Acı bir tebessümle devam ettim konuşmaya.

"Sarıp sarmalaması, sahip çıkması, kötülüklerden koruması, sorunlarını dinlemesi, anlaması gerekmez mi?
Bir baba kızının en büyük şansı olmalı ya, en büyük şanssızlığı değil."

Sesim yükselmişti. O ise pürdikkat dinliyordu.

"Daha küçük yaşlarda abimle okulu bırakıp gece gündüz demeden çalışmaya başladık.

Tek sebebiyse sorumsuz bir babaya sahip olmaktı.
Bu bizim suçumuz muydu?

Benim babam neden şansım olmadı da hayatta ki en büyük şanssızlığım oldu?
Niye diğer kızlar gibi bir babam olamadı?

Çok özenirdim biliyor musun.
Küçükken buz gibi havada, sokakta gül satmaya çalışırken yanımdan benim yaşımda ki kızlarının saçlarını okşayarak geçen babalara bakardım.
İç çekerek izlerdim.
Çok özenirdim o kızlara."

Tir tir titriyordum.
Hem hava hem ruhum buz kesmişti.

Sesimi tekrar yükselttim.

"Bizim ömrümüz onun borçlarını ödemekle geçti. "

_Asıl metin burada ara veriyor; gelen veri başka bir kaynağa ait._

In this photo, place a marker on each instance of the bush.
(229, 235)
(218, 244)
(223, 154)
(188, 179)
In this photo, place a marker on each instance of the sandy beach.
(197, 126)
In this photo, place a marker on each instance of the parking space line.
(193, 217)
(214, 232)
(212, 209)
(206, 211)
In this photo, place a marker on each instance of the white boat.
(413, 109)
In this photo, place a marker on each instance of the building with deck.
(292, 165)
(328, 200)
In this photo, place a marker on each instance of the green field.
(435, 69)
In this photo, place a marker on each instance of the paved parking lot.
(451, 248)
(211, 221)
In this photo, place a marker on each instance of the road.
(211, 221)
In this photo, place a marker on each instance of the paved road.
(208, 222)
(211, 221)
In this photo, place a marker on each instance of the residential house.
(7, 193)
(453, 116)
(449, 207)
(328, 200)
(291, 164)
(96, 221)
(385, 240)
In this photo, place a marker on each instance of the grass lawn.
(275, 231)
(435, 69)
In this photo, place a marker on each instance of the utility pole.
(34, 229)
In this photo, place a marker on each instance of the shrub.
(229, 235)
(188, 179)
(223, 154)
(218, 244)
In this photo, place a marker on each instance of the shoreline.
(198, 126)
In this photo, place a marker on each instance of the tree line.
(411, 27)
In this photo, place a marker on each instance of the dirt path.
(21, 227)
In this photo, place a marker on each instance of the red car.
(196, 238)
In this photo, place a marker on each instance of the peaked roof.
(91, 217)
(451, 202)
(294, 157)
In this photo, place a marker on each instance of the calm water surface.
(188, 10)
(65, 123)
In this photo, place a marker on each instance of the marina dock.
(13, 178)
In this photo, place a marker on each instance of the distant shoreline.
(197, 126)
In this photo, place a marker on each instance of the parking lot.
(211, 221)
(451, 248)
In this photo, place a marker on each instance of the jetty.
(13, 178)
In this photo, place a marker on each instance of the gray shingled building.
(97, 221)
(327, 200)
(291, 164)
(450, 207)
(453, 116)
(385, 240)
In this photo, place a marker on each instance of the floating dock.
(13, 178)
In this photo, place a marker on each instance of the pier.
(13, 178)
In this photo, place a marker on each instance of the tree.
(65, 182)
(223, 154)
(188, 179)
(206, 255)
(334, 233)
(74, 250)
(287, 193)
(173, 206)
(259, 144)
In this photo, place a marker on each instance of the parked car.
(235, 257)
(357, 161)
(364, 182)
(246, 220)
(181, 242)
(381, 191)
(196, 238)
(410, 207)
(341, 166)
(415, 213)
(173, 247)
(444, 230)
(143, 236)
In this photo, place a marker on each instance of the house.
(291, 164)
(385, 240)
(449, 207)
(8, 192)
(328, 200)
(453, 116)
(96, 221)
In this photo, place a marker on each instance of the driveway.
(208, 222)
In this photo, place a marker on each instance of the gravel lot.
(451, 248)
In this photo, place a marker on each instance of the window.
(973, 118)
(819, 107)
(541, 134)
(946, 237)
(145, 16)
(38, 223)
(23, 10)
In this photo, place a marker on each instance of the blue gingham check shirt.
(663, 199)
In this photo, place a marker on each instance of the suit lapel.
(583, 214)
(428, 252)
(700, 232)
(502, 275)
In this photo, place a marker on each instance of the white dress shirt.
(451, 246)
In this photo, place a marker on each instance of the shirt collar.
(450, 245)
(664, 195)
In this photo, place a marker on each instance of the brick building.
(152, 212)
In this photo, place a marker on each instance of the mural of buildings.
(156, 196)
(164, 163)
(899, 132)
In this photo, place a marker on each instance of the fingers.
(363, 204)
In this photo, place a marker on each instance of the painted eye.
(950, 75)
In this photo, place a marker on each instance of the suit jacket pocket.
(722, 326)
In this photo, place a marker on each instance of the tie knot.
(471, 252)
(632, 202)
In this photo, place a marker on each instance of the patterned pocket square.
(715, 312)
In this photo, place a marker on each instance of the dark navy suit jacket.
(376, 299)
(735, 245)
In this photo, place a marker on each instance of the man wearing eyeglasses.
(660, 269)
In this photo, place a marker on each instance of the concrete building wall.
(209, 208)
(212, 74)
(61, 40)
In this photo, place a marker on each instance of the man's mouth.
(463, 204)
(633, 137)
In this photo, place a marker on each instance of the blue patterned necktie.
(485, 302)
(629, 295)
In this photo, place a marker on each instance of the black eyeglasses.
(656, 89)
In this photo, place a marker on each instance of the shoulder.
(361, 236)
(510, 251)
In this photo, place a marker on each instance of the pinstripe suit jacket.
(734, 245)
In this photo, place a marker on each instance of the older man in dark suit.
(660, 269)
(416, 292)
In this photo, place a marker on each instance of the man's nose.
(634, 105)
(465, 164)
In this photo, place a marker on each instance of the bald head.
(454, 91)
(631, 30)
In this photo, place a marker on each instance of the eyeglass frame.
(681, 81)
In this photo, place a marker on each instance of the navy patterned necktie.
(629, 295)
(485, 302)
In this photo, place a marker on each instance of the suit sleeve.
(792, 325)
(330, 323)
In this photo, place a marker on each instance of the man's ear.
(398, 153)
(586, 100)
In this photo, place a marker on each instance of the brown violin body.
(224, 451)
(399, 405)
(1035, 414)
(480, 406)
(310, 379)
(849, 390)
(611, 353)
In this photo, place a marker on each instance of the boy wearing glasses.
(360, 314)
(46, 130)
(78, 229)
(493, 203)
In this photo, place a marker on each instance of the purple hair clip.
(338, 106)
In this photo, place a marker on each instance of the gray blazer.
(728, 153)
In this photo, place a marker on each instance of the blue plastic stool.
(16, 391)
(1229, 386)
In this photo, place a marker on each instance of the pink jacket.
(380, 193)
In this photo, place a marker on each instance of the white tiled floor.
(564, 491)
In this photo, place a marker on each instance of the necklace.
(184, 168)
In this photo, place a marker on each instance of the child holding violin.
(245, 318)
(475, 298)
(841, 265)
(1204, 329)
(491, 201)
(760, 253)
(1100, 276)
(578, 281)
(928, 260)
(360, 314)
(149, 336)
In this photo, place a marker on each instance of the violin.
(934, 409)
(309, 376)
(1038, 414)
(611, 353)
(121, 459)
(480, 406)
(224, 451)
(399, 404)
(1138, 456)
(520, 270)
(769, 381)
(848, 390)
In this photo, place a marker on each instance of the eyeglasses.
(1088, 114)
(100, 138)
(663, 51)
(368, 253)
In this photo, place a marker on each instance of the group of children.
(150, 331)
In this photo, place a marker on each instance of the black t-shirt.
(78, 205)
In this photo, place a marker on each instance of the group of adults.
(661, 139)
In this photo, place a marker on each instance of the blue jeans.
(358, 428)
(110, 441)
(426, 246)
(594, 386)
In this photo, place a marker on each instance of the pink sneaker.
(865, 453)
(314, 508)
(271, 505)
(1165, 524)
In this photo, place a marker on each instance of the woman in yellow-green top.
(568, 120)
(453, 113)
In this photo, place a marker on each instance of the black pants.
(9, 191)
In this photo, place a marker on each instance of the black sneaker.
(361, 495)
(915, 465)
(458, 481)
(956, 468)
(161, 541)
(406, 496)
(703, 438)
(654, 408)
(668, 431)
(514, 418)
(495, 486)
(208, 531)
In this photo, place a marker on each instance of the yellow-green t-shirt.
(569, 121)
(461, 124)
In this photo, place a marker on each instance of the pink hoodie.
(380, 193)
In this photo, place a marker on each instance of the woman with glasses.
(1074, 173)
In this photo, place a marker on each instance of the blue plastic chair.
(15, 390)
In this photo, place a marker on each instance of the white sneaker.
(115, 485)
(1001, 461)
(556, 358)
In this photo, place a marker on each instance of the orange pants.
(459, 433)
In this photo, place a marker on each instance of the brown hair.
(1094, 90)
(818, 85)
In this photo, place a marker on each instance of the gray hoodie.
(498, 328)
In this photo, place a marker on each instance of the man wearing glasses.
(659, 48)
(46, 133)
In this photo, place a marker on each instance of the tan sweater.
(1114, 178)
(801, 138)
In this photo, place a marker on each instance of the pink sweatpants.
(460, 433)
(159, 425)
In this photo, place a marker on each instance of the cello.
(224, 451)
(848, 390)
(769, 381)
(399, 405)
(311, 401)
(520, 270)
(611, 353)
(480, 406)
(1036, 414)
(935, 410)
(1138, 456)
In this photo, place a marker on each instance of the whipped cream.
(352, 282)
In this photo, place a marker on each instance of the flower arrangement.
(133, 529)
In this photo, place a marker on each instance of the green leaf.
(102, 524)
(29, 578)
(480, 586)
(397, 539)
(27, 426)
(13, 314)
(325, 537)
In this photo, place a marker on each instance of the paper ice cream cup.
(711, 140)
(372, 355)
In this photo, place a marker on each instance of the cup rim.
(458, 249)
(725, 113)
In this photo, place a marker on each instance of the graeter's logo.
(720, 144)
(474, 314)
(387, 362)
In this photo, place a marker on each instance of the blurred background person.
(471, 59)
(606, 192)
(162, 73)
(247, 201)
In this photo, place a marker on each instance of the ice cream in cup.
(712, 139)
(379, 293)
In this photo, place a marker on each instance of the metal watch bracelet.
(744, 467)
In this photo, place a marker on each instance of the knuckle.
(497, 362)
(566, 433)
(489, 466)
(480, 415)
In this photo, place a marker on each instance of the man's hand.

Gözlerini bana dikmiş dikkatlice dinliyordu. Bu durum aklımın karışmasına sebep oluyordu ve sürekli duraksıyordum.

Devam ettim tekrar.

"Geçen Çarşamba günü abimle ikimizde yine gece geç saatlere kadar çalışmıştık.

Normalde işten geç döndüğümde annem ne olursa olsun uyumaz, ışık açık beklerdi beni.

Fakat o gün evimizin kapısına geldiğimde ışıkların yanmadığını gördüm.

Bir şeyler olduğunu direkt hissetmiş ve anlamıştım.
Ama tabii ki konduramıyordum."

Yüzümde belirgin bir acı tebessüm oluştu. Biraz duraksadıktan sonra tekrar anlatmaya devam ettim.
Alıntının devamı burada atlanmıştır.